Grover also feels that post-technological theatre has made it more difficult for physical performances to take place. In this post-technological era, physical and live performances are necessarily interactional. “They are interactive. The mechanisms, the tools, the parameters and the ways in which performance unfolds in the physical space needs to have some kind of unpredictability to it. And I think that is something that, liveness for me has become more dangerous in a sense. It’s more radical, not just of the effect that it has on my skin, but also of the unpredictable nature that’s inherent to the life,” Grover emphasizes.
He also believes that, in his experience, the physical and virtual spaces amplify each other. “Physical gatherings in India, for example, have become larger and larger precisely because of the digital mobilization that is compelling people to gather physically at spaces such as political rallies. And there is a significant effort to mobilize people through digital means, which then we see the results of in physical spaces. It works the other way around too,” he says.
The two creators encourage theatre pedagogues and makers to embrace all that technology has to offer and that diving into it doesn’t take away from our previous understanding of “theatre”, “embodiment” and “liveness”.

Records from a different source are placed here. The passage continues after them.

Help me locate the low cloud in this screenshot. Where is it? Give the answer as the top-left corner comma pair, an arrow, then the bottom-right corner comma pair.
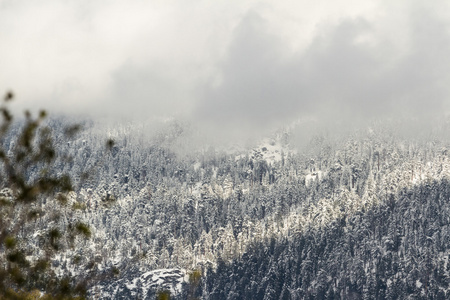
195,3 -> 450,137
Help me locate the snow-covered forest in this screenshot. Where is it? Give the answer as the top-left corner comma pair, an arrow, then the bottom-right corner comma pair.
3,119 -> 450,299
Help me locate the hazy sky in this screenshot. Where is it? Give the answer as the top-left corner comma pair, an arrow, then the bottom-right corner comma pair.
0,0 -> 450,135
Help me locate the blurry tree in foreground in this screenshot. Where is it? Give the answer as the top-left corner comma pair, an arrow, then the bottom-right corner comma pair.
0,92 -> 91,299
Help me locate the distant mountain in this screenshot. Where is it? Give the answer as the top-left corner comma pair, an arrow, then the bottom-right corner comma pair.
6,119 -> 450,299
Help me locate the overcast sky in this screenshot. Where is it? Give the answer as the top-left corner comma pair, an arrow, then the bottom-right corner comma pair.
0,0 -> 450,136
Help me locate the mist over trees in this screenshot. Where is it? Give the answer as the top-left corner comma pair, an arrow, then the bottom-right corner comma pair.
4,102 -> 450,299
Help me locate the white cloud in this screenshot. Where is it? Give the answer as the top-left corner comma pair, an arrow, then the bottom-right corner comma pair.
0,0 -> 450,135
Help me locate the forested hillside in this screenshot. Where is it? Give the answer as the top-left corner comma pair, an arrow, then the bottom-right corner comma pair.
4,119 -> 450,299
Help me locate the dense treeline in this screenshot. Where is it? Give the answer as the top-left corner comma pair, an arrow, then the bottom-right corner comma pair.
3,115 -> 450,299
204,179 -> 450,299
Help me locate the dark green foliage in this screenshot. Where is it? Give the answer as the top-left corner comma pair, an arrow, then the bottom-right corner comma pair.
0,92 -> 91,299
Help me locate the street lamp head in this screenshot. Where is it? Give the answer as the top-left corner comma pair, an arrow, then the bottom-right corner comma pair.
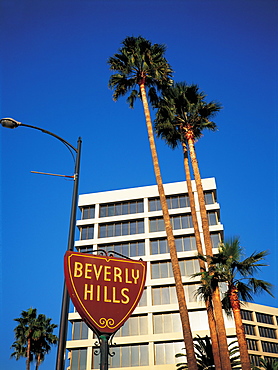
0,118 -> 21,128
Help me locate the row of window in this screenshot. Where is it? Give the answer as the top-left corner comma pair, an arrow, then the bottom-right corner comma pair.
80,211 -> 218,240
241,310 -> 278,325
70,341 -> 184,370
151,259 -> 200,279
81,192 -> 215,220
79,233 -> 221,257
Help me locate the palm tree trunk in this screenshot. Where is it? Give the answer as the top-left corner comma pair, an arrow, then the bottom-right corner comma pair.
187,135 -> 231,370
229,286 -> 251,370
139,82 -> 198,370
182,143 -> 222,370
26,338 -> 31,370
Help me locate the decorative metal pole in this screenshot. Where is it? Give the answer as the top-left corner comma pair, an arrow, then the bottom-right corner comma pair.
0,118 -> 82,370
56,138 -> 82,370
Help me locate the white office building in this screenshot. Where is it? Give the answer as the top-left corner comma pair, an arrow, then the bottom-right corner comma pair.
67,178 -> 278,370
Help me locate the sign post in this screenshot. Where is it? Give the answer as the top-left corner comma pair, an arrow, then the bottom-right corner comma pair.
64,250 -> 146,370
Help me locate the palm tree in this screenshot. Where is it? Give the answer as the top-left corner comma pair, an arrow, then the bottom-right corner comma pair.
11,308 -> 58,370
252,358 -> 278,370
155,82 -> 231,370
198,238 -> 273,370
34,314 -> 58,370
108,36 -> 197,370
176,335 -> 241,370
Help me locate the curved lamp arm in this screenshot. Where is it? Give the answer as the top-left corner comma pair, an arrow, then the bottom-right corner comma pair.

As someone who trained in physical theatre to using those principles in a digital space, Samuels says it has been a process of iterations and reiterations. He picked this up while working with technologists where they worked on something over and over again until they got it right. The process itself happens in stages, he says. “And so, you have to keep going through this process of iteration and reiteration until you finally try and arrive at the result that you’re looking for. And recognizing that that is very similar to any process, to any process of creation is crucial.”
Grover challenges artists and practitioners to let their practice traverse multiple paths, including the virtual. “Our relationship with digitality is a political one. It’s not just a social one. And we have to understand what this new freedom, and also chaos that it unleashes, means for us in our cultures. And I think, if we can understand this, our artistic practice here can take a different turn so that resistance can reproduce both in digital ways and in physical ways,” he asserts.